Zitat von Ninchen07: Gibt es denn niemand hier, der vielleicht schon mal die gleiche Erfahrung gemacht hat? Gefühle lassen sich nunmal nicht so leicht abschalten. Und alle die, die meinen ich sei kaltschnäuzig? Dann würde ich nicht versuchen mir hier Hilfe zu holen. Ich habe tatsächlich hier schon einiges mitnehmen können. Und denke sicher darüber nach ..
Also, ich versuchs mal...
Dein Schmerz ist vermutlich genau der gleiche, wie wenn du in einer exklusiv angelegten Beziehung betrogen wirst. Bei der langen Dauer der Affaire und wenn, wie du sagst, Gefühle im Spiel sind, glaube ich dir unbesehen, dass der Schmerz enorm ist, und das tut mir auch sehr leid.
Du hörst vermutlich schon, wie sich das Aber anbahnt...
Jetzt findet das halt nich in einem bestimmten Kontext statt, der sich nicht ausblenden lässt. Dieser Kontext hätte vorher dafür sorgen sollen, dass dein Mindset ein anderer ist, und verändert jetzt deine Handlungsoptionen komplett.

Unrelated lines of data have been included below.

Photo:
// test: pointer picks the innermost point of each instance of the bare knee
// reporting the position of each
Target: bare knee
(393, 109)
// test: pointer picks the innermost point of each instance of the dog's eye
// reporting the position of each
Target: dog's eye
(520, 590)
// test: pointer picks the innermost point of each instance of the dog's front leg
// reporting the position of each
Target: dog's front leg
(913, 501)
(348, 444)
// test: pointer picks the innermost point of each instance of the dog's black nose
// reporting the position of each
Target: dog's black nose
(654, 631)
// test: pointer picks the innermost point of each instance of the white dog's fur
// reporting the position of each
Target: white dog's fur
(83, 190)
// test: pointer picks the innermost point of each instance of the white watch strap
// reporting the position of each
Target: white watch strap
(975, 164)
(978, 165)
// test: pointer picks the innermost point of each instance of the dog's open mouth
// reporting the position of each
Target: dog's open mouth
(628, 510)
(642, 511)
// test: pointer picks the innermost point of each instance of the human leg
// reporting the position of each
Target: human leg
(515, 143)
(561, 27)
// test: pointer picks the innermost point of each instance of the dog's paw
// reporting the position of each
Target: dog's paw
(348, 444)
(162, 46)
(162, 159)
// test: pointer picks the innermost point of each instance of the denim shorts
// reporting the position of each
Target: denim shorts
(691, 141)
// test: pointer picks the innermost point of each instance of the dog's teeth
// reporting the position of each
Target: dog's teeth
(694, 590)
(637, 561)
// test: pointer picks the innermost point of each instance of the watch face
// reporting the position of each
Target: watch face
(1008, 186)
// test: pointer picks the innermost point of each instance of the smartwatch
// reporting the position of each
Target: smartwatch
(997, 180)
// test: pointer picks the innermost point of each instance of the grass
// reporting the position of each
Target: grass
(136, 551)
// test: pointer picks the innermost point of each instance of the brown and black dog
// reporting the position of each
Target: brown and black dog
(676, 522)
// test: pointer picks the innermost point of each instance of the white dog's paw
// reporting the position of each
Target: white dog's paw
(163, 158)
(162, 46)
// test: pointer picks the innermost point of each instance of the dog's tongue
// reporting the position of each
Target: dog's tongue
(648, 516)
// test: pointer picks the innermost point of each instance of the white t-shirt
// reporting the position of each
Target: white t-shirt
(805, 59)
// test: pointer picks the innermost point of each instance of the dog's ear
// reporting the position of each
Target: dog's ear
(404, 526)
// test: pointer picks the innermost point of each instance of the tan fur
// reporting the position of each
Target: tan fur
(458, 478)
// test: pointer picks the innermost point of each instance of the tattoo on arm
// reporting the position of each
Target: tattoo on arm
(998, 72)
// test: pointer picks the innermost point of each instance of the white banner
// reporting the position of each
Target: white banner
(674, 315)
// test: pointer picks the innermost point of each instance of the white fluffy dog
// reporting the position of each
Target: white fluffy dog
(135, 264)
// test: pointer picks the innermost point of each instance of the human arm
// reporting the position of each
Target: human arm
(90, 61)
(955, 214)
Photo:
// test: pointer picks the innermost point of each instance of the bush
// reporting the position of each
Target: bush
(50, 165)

Vielleicht zuerst zum Mindset:
Ich denke, es ist wirklich zuallererst wichtig, dass du wieder zu einer realistischen Einschätzung davon kommst, in welcher Art von Beziehung du bist, und was du von deinem Affairenpartner erwarten darfst, und was eben nicht. Es ist eine nicht offizielle Beziehung, eine nicht exklusive Beziehung mit einem Mann, der offensichtlich promiskuitiv veranlagt ist, und hier auch nicht bereit ist, Rücksicht auf seine Partnerin(nen) zu nehmen.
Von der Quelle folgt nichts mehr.